Zastrzelony w Ptaszkowej lis, u którego wykryto wściekliznę, wstrzymał polowania na sarny i dziki w lasach miasta i gminy Grybów oraz Kamionki Wielkiej. Powiatowy Inspektorat Weterynarii uznał ten teren za zagrożony wścieklizną.
- Zakłada się, że w promieniu pięciu kilometrów od miejsca znalezienia chorego zwierzęcia, mogą być inne zakażone osobniki - wyjaśnia Mariusz Stein, powiatowy lekarz weterynarii.
Nikt nie powinien wchodzić na obszar zagrożony, a myśliwym nie wolno tam polować. Chodzi o to, aby nie przepędzali zwierząt z zagrożonego obszaru i pozwolili, by zarażone i chore padły na tym terenie.
Myśliwi narzekają, że ten przepis uderza w koła łowieckie.
- Na tak zaludnionym terenie trudno wyegzekwować, żeby nikt nie wchodził do lasu - zauważa Stanisław Malczak, prezes Koła Łowieckiego „Żbik” w Nowym Sączu. Zagrożony wścieklizną obszar leśny w jednej trzeciej dzierżawi jego koło.
- Myśliwi muszą bezwzględnie przestrzegać zakazu, bo inaczej zapłacą karę w wysokości pięciu tysięcy złotych. A kto przypilnuje innych ludzi albo ich psy? - zastanawia się Malczak.
Złości się tym bardziej, ponieważ dla kół zakaz urządzania polowań oznacza ryzyko, że nie wykonają planu odstrzału zwierzyny, do którego zobowiązuje ich umowa z nadleśnictwem. To zaś skutkuje karami finansowymi. Teraz trwa sezon na jelenie i sarny. Ale polować na nie nie wolno. Myśliwi mają jedynie pozwolenie na odstrzał szkodników łowieckich, jak lisy, borsuki czy jenoty.

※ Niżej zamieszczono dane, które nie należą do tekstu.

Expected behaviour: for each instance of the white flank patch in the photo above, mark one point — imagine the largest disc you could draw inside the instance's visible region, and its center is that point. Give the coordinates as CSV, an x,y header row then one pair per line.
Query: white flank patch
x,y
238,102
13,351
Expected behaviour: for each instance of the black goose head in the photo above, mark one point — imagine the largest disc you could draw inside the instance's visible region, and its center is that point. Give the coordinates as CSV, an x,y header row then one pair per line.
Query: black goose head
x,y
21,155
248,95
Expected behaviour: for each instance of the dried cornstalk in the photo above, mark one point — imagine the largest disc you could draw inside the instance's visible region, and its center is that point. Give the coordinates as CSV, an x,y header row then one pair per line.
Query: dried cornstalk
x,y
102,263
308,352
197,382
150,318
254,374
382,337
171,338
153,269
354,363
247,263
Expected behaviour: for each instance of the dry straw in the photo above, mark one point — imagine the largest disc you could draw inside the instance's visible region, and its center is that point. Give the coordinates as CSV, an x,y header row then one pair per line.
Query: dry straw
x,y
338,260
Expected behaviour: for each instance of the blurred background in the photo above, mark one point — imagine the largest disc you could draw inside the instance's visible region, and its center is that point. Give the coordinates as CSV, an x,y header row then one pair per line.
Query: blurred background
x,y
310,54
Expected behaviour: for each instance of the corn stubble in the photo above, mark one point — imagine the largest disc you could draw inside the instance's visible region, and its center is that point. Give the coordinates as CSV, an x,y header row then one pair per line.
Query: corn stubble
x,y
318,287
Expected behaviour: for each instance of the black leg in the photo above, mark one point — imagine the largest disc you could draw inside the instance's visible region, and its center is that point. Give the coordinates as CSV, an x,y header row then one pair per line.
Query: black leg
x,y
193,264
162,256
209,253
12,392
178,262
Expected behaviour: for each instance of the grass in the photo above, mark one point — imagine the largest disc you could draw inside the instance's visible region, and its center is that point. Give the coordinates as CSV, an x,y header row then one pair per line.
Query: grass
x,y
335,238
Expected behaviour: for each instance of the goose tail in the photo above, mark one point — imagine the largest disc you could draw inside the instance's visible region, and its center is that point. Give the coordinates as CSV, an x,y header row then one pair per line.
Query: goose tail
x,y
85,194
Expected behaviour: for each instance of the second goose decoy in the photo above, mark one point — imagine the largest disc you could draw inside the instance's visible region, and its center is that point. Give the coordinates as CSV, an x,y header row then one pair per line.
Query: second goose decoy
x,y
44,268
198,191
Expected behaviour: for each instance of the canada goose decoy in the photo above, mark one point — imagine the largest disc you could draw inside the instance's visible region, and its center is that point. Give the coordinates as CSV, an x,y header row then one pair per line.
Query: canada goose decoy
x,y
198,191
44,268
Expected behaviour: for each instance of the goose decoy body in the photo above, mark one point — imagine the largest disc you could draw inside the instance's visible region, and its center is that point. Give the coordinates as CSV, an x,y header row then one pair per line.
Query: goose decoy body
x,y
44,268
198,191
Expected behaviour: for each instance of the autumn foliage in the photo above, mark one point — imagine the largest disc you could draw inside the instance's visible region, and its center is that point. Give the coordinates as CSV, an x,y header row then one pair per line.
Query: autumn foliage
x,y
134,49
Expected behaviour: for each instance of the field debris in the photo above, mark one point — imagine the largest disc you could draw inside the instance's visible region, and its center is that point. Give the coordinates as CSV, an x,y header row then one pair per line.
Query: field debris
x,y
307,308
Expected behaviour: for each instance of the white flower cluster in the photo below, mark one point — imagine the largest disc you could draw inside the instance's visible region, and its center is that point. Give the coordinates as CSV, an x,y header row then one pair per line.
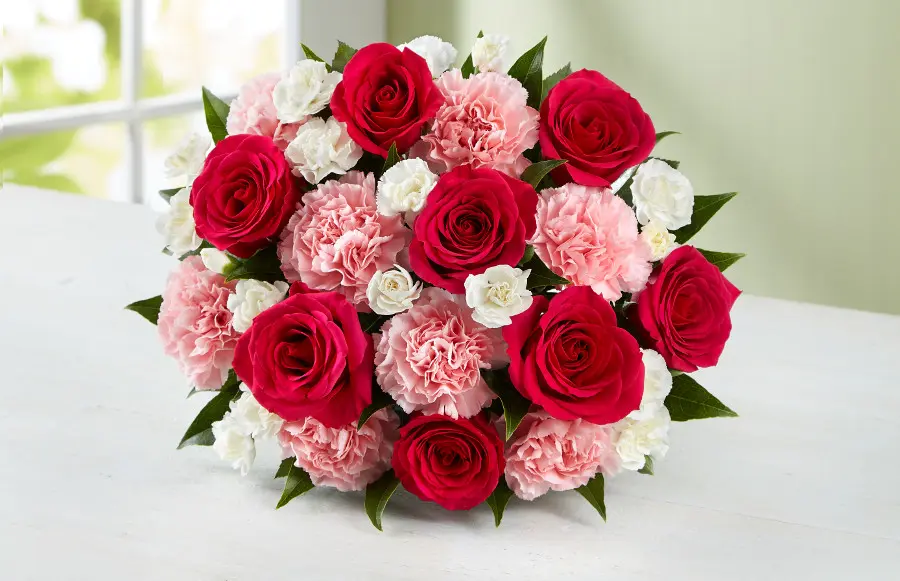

- Jeśli odstrzelą dwa lisy, które okażą się zdrowe, wówczas polowania zostaną przywrócone - zaznacza inspektor Mariusz Stein. Dla niego sytuacja jest o tyle niekomfortowa, że musiał wydać niekorzystną dla siebie decyzję. Stein jest jednocześnie prezesem Koła Łowieckiego „Orzeł” w Grybowie i zakaz obejmuje część obszaru jego działania.
W tym roku odnotowano już 10 ognisk wścieklizny. - Odkąd lisy są szczepione, ich populacja wzrosła z 55 tysięcy w roku 1990 do 209,5 tysiąca w 2007 - przytacza dane Zdzisław Kożuch, prezes Koła Łowieckiego „Ryś” w Starym Sączu. - Jest ich tak dużo, że sama natura próbuje z nimi walczyć. Stąd atakujące ich choroby.
Stanisław Michalik z Koła Łowieckiego „Głuszec” w Nawojowej zwraca uwagę na jeszcze bardziej dotkliwy dla myśliwych problem. Jego koło z powodu zakazu nie mogło w tym roku urządzać polowań aż przez dwa miesiące.
- To był okres wiosenny. Dziki tak się rozpanoszyły, że wyrządziły straty w gospodarstwach - opowiada.
Dla „Głuszca” oznacza to niemal bankructwo. Zgodnie z przepisami za wyrządzone przez zwierzynę łowną szkody odpowiedzialność ponosi koło. Musi zapłacić 60 tys. zł odszkodowań.